When a reader opens an email and the first thing they see is a massive, highly produced graphic logo, their brain instantly registers the interaction as a transaction. Their guard immediately goes up. You have lost their inherent trust before they have even read your first sentence.

"If your email looks like a promotional flyer, your reader's brain will automatically treat it like a promotional flyer. It will be skimmed, ignored, or deleted."

The Inbox Architecture

The "Hybrid" Plain-Text Pivot

I transition almost all of my B2B, SaaS, and creator clients away from heavy templates and into "hybrid plain-text" emails.

What does this mean? It means the email is still technically HTML (so we can track open pixels and link clicks), but visually, it mimics a standard email from a friend. This means left-aligned text, standard system fonts (like Arial, Helvetica, or Georgia), a simple sign-off, and standard blue hyperlinks instead of massive HTML buttons.

How to format for human readability

When you strip away the flashy design, your copy has to do the heavy lifting.
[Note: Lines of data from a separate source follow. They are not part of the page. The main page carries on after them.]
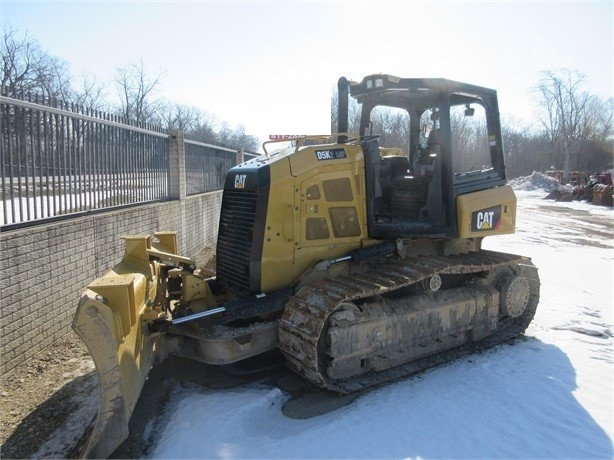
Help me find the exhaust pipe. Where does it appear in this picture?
[337,77,350,144]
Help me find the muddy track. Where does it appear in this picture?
[279,251,539,394]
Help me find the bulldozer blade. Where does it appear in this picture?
[73,290,161,458]
[72,232,176,458]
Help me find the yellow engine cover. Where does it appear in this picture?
[456,185,516,238]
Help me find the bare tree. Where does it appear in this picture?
[538,69,593,180]
[0,28,72,100]
[160,102,203,132]
[115,61,162,123]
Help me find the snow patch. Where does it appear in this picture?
[508,171,565,192]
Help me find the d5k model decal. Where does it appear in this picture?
[471,206,501,232]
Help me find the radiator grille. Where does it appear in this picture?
[217,190,258,293]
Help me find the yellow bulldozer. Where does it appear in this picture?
[73,74,540,457]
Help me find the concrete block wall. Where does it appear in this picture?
[0,191,222,375]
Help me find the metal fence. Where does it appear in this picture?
[0,91,257,229]
[0,89,169,226]
[185,139,258,195]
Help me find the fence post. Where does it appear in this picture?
[168,130,186,201]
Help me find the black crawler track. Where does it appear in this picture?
[279,251,540,393]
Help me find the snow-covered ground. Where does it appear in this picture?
[151,184,614,458]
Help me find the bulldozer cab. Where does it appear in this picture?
[339,75,506,238]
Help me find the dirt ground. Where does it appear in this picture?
[0,332,98,459]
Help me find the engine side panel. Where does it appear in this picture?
[456,185,516,238]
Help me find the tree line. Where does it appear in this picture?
[0,27,260,151]
[0,28,614,177]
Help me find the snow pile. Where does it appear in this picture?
[508,171,564,192]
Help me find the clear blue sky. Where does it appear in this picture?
[0,0,614,145]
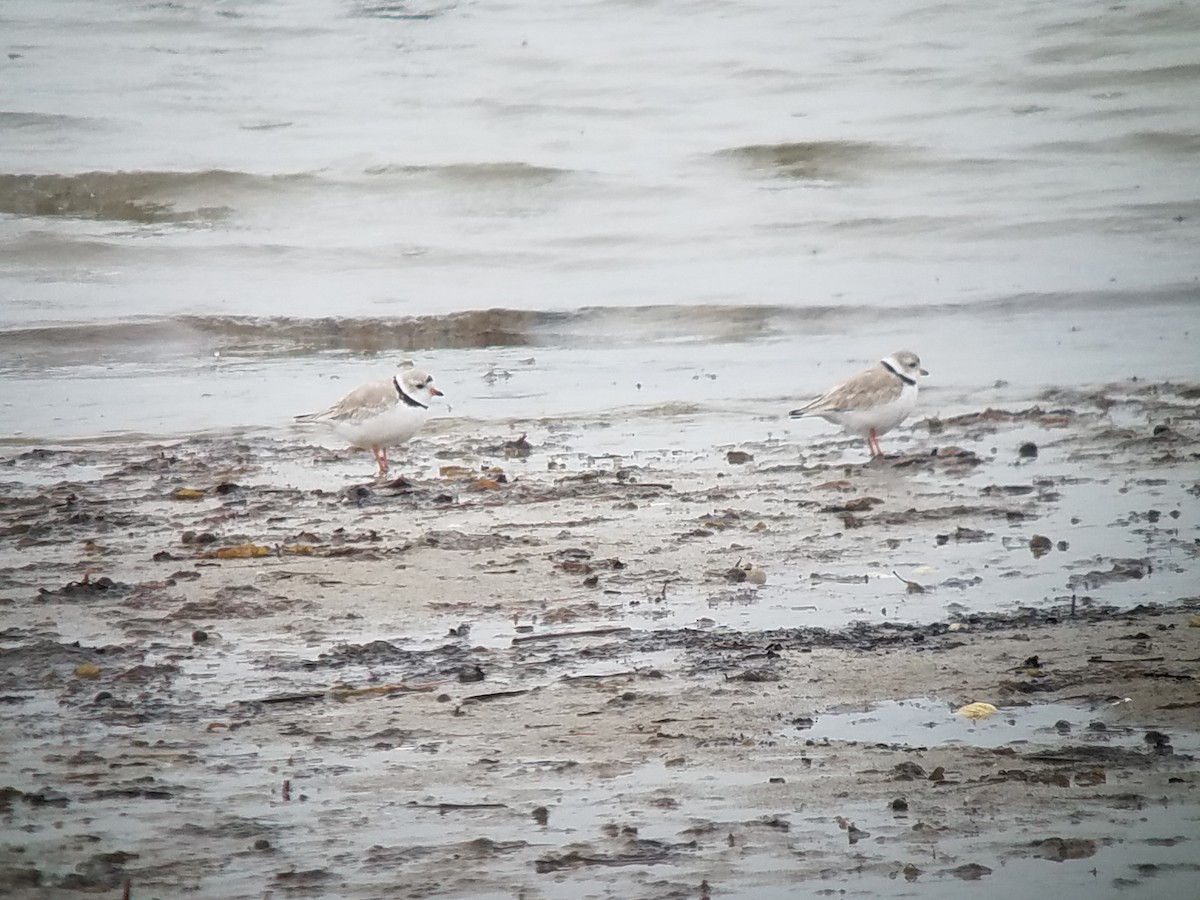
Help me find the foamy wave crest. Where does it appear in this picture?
[0,169,306,224]
[716,140,898,181]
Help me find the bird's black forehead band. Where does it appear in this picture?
[391,376,428,409]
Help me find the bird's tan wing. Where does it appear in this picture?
[296,382,398,422]
[791,365,904,416]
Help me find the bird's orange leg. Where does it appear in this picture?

Here is how you format text that actually gets read:

  • Shorter paragraphs: Keep paragraphs to 1-3 sentences maximum. Over 60% of emails are read on mobile devices. A standard five-sentence paragraph looks like an intimidating, unreadable wall of text on an iPhone screen.
  • Use whitespace aggressively: Hit the return key. Let the text breathe. White space acts as a visual resting place for the reader's eyes, pulling them smoothly down the page.
  • Write in the first person: Write exactly like you are emailing a single friend. Stop standing on a stage shouting at an audience. Use "you" and "I." Never use the corporate "we."
  • One image max: If you must use an image, use only one, and only if it provides necessary context (like a chart or a screenshot of a framework).

Strip the design away. Stop hiding behind pretty graphics and let the strength of your offer and the clarity of your copy drive the revenue.